Citizens of Turkey will go to the polls for their first direct presidential elections on 10 August. Nearly 53 million registered voters are expected to decide between three candidates in the first round. Unless one of the candidates wins more than 50 per cent of the vote there will be a second round between the top two candidates.
Since the establishment of the Turkish Republic in 1923, presidents were elected by the parliament until the 2007 referendum that introduced direct elections for the president.
As this is the first plebiscite of its kind, it’s not surprising that some of the laws lack the kind of transparency that we at Transparency International Turkey would like, particularly when it comes to asset declarations and campaign finances.
To that end civil society has been pushing for some changes, some of which have been successful.
Transparency International Turkey’s campaign ‘May the Transparent Win’ called on the presidential candidates to declare their assets publicly before the election. The current law only requires candidates to declare their assets to the Supreme Electoral Council of Turkey, and only the winner has to make a public declaration of assets. Plus, there is no deadline for when this must happen.
All three presidential candidates made a public declaration of what they personally own.
This was a good first step. Now, in order to ensure full transparency we believe candidates should declare the assets of their closest relatives, too.
Our campaign also called for candidates to publish campaign donations and campaign spending.

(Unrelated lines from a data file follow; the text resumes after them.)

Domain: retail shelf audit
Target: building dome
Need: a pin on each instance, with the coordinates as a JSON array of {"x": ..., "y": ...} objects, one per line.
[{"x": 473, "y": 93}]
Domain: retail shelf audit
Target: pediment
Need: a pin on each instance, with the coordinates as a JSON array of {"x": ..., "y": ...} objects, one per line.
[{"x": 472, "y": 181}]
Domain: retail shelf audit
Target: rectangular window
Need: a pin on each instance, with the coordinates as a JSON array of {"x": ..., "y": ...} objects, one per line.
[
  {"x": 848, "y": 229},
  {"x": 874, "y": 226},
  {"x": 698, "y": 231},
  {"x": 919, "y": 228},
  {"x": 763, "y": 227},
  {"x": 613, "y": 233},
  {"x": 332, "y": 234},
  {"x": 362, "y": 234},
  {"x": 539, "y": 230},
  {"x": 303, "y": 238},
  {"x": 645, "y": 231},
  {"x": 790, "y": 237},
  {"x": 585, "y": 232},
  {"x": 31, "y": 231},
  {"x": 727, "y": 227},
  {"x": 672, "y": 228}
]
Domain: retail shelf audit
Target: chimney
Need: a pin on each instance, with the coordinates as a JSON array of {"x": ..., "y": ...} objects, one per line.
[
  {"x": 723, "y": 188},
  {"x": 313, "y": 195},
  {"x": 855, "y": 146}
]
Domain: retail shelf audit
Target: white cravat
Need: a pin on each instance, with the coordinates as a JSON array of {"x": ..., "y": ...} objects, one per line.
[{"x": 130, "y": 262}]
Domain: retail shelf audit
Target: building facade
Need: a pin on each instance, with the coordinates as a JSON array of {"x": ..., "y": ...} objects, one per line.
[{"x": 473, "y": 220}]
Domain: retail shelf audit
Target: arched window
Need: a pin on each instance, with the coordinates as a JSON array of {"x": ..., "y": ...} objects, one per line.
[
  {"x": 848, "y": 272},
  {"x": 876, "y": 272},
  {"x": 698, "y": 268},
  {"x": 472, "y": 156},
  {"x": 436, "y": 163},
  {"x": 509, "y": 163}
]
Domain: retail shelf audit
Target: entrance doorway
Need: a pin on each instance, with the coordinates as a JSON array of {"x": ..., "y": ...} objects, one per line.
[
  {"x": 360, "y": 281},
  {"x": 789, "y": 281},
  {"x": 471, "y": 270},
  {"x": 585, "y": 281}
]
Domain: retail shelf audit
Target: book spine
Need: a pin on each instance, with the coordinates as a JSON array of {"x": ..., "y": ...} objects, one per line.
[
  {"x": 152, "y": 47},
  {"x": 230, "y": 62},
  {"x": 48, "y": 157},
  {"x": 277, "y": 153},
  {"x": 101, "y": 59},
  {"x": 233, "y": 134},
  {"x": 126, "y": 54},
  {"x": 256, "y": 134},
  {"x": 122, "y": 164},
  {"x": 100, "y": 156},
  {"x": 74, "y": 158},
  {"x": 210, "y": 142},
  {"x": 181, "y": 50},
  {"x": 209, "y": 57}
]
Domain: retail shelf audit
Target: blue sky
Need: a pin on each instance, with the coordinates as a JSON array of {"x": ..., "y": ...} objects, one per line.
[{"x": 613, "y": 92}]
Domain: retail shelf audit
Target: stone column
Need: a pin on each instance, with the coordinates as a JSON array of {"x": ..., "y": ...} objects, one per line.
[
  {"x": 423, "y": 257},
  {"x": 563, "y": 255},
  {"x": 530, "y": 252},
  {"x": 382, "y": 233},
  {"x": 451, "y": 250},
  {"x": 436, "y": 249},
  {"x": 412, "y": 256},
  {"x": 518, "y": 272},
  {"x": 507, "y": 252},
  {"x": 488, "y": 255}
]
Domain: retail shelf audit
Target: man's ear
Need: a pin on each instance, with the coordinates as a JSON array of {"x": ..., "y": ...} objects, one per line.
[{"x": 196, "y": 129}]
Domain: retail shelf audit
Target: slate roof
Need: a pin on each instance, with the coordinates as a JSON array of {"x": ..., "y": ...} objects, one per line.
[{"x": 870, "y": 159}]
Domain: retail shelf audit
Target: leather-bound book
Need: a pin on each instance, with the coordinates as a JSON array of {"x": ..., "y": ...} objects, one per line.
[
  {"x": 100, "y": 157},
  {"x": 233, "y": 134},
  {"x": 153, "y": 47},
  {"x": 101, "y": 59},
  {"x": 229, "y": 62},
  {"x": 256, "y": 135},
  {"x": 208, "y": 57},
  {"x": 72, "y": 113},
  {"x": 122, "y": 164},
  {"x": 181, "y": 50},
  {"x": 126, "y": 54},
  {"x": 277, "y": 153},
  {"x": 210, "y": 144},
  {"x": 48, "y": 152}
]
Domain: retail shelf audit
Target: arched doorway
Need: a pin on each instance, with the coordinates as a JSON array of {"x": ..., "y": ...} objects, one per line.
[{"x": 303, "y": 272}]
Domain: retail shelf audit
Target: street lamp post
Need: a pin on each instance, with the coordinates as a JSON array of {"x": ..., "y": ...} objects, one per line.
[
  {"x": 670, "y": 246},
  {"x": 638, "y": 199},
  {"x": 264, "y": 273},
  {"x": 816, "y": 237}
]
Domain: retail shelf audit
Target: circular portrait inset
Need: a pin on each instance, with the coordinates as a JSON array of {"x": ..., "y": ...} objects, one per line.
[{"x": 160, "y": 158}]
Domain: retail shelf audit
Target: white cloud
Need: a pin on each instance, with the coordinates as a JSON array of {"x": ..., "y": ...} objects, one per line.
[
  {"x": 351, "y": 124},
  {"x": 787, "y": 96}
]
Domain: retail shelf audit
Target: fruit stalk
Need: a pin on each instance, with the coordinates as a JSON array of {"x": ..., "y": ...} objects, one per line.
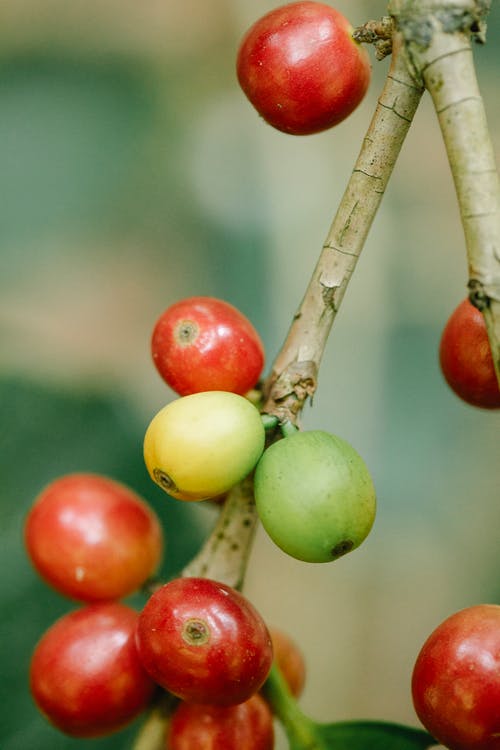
[
  {"x": 224, "y": 555},
  {"x": 294, "y": 374},
  {"x": 441, "y": 56}
]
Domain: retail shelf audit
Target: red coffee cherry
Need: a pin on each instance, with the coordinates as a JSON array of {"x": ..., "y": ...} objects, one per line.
[
  {"x": 86, "y": 676},
  {"x": 204, "y": 642}
]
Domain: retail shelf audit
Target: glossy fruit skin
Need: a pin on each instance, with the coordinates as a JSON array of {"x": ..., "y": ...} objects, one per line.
[
  {"x": 206, "y": 344},
  {"x": 290, "y": 661},
  {"x": 92, "y": 538},
  {"x": 314, "y": 496},
  {"x": 86, "y": 676},
  {"x": 456, "y": 680},
  {"x": 246, "y": 726},
  {"x": 199, "y": 446},
  {"x": 466, "y": 360},
  {"x": 204, "y": 642},
  {"x": 301, "y": 69}
]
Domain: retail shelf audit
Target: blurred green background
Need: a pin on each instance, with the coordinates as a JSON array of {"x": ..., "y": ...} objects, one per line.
[{"x": 133, "y": 172}]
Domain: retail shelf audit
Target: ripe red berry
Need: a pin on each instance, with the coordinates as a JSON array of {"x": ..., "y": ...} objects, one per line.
[
  {"x": 301, "y": 69},
  {"x": 204, "y": 642},
  {"x": 206, "y": 344},
  {"x": 86, "y": 676},
  {"x": 246, "y": 726},
  {"x": 456, "y": 680},
  {"x": 466, "y": 360},
  {"x": 92, "y": 538}
]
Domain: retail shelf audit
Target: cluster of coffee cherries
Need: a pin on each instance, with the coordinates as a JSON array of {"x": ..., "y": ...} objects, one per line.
[
  {"x": 102, "y": 664},
  {"x": 313, "y": 492}
]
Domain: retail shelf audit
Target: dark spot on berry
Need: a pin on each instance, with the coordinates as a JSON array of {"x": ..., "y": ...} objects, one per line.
[
  {"x": 163, "y": 479},
  {"x": 196, "y": 632},
  {"x": 186, "y": 331},
  {"x": 342, "y": 548}
]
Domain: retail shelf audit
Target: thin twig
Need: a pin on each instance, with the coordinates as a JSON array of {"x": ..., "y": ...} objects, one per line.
[
  {"x": 444, "y": 61},
  {"x": 294, "y": 374}
]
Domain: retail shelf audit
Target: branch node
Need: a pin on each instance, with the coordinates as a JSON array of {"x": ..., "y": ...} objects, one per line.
[
  {"x": 477, "y": 295},
  {"x": 291, "y": 389},
  {"x": 378, "y": 33}
]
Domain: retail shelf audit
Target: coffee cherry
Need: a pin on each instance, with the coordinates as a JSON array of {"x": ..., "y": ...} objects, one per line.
[
  {"x": 246, "y": 726},
  {"x": 314, "y": 496},
  {"x": 86, "y": 676},
  {"x": 92, "y": 538},
  {"x": 204, "y": 642},
  {"x": 301, "y": 68},
  {"x": 456, "y": 680},
  {"x": 206, "y": 344},
  {"x": 466, "y": 360},
  {"x": 199, "y": 446}
]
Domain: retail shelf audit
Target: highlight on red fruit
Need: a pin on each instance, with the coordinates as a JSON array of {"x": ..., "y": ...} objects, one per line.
[
  {"x": 204, "y": 642},
  {"x": 290, "y": 660},
  {"x": 92, "y": 538},
  {"x": 466, "y": 360},
  {"x": 246, "y": 726},
  {"x": 206, "y": 344},
  {"x": 301, "y": 68},
  {"x": 86, "y": 676},
  {"x": 456, "y": 680}
]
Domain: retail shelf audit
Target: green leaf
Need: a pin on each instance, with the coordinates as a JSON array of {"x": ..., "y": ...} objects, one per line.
[{"x": 371, "y": 735}]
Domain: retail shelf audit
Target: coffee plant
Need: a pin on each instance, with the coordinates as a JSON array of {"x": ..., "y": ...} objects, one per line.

Political financing has been a controversial issue in modern Turkey. The law allows for donations from Turkish citizens and is unclear about candidates spending their own money or state contributions.
There is an upper limit for single donations of 9,082 Turkish Lira (US$4,204), but there is no limit to total campaign expenditures.
And while the Supreme Electoral Council of Turkey has access to the records of donations, there’s no law stipulating that candidates have to publish the amount of donations.
We asked the three candidates to publish how much they received and they did, but not who gave them. Selahattin Demirtaş, another candidate, also announced the amount spent for his presidency campaign.
We also wanted to find out if people cared who were donating to the different candidates so we took to the streets to ask ordinary voters. Not surprisingly, the majority do. Click here and here to see the videos.
Overall, Transparency International Turkey’s call for greater transparency can be called a success, but there are still some types of campaign contributions that are not covered by the laws – for example, contributions in kind.
And there’s also the issue of the advantage of the incumbent.
As prime minister, Recep Tayyip Erdoğan has much greater access to the state resources for a presidential campaign than his opponents. This is clear when you look at the television time for candidates, particularly on the most-watched state media.
For example, in one recent three-day period, the Institution of Turkey Radio and Television (TRT) allocated 533 minutes to Erdoğan, 3 minutes to İhsanoğlu and 45 seconds to Demirtaş.
This hardly indicates impartiality and accountability, particularly when the campaign itself only runs for 29 days, far shorter than in most other countries.
Turkish citizens will go to the polls on 10 August for the first time to elect a president. It is an historic vote and – we hope – an opportunity to establish transparency in Turkish politics, which as we have seen is what Turkish citizens are demanding.
Editor’s note: The 12th paragraph of this blog post was amended on 11 August to remove an over-specific description of a candidate.